Standard & Poor's (April 2022):

- CCC
- watch: Negative

== Samsung Pay and BELARUSBANK Pay ==
On 5 July 2018 Belarusbank together with Samsung Electronics and Mastercard International payment system introduced an opportunity to pay for purchases using the Samsung Pay service for its customers. The service was available to holders of personal Mastercard debit cards of Belarusbank. It was provided free of charge, Internet access was not required to perform a payment, payments with the use of the Samsung Pay service were quicker as compared to ordinary cards.

On 1 March 2018 Belarusbank introduced a mobile payment service Belarusbank Pay for its customers, which allowed holders of Mastercard or Maestro payment cards to perform contactless payments using their mobile phones. The project was carried out in cooperation with the Mastercard payment system. The BELARUSBANK Pay service developed on the basis of the HCE (Host Card Emulation) technology allowed issuing a virtual analogue of a payment card free of charge with the use of a mobile phone (supported by the NFC (Near Field Сommunication) technology and Android operating system, version 4.4 or above) and a mobile application to make payments with one touch of a mobile phone to a contactless mobile terminal at merchants.
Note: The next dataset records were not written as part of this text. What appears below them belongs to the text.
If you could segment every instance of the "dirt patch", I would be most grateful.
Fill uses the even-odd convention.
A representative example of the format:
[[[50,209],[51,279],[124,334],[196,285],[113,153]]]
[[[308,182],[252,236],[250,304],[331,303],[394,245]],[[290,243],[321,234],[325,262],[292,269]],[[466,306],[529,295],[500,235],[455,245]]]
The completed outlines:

On 30 August 2021 Belarusbank announced on its website that from 1 September it would stop supporting the payment service Belarusbank Pay.
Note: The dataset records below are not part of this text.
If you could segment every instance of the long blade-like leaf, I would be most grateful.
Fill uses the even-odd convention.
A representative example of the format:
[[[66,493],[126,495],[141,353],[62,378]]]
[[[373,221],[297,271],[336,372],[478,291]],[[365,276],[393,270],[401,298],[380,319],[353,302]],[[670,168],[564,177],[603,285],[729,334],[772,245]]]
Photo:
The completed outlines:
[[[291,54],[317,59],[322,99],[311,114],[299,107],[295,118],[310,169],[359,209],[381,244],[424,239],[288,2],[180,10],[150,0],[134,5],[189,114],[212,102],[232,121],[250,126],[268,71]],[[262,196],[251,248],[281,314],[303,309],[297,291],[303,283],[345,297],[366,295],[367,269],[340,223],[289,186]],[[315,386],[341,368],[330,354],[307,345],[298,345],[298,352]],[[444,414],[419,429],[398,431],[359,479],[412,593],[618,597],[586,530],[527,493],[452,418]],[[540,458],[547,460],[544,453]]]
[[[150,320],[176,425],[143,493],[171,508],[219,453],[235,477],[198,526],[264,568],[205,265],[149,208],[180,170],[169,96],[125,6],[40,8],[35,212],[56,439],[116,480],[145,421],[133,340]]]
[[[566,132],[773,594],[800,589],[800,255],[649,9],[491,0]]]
== International sanctions ==
In June 2021, the European Union imposed sanctions against Belarusbank. In August of the same year, Switzerland joined the EU sanctions.
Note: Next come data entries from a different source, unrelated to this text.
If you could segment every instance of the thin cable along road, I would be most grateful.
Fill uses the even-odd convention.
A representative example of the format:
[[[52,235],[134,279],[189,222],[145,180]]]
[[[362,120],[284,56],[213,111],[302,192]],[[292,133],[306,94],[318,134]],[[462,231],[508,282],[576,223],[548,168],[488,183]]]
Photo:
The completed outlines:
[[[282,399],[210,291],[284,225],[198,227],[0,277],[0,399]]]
Ukraine imposed sanctions against the bank in October 2022, and against ASB Leasing, its subsidiary, in January 2023. In 2022 and 2023, the bank was subject to Canadian sanctions.

== Mortgage office ==
In February 2018 Belarusbank became the first bank in the country to open a mortgage office. It offers customers a set of services referring to receiving real property loans, both for construction and purchase of new residential property, and to buy residential property at the secondary market. The office issues residential loans and provides services required for transaction settlement: selection of accommodations, performance of purchase or execution of a co-investment agreement with a property developer, selection of a mortgage loan and real estate title registration.

== Awards ==

Belarusbank won the following awards for high quality of international wire transfers performance:

- 2012 – Standard Chartered Bank certificate (for high quality execution of payment orders for international wire transfers in the SWIFT format); Deutsche Bank AG (Germany) certificate Deutsche Bank's Straight-Through Processing (STP) Excellence Award (for wire transfers in US dollars);
- 2013 – Standard Chartered Bank (New York, USA) award USD Clearing Certificate of Achievement (for wire transfers), and Commerzbank AG (Germany) award STP Award 2013 (for high quality of payment arrangement via Nostro accounts).
- 2012-2013 – VISA International awarded Belarusbank for good service in the Fewest Fraudulent Transactions nomination.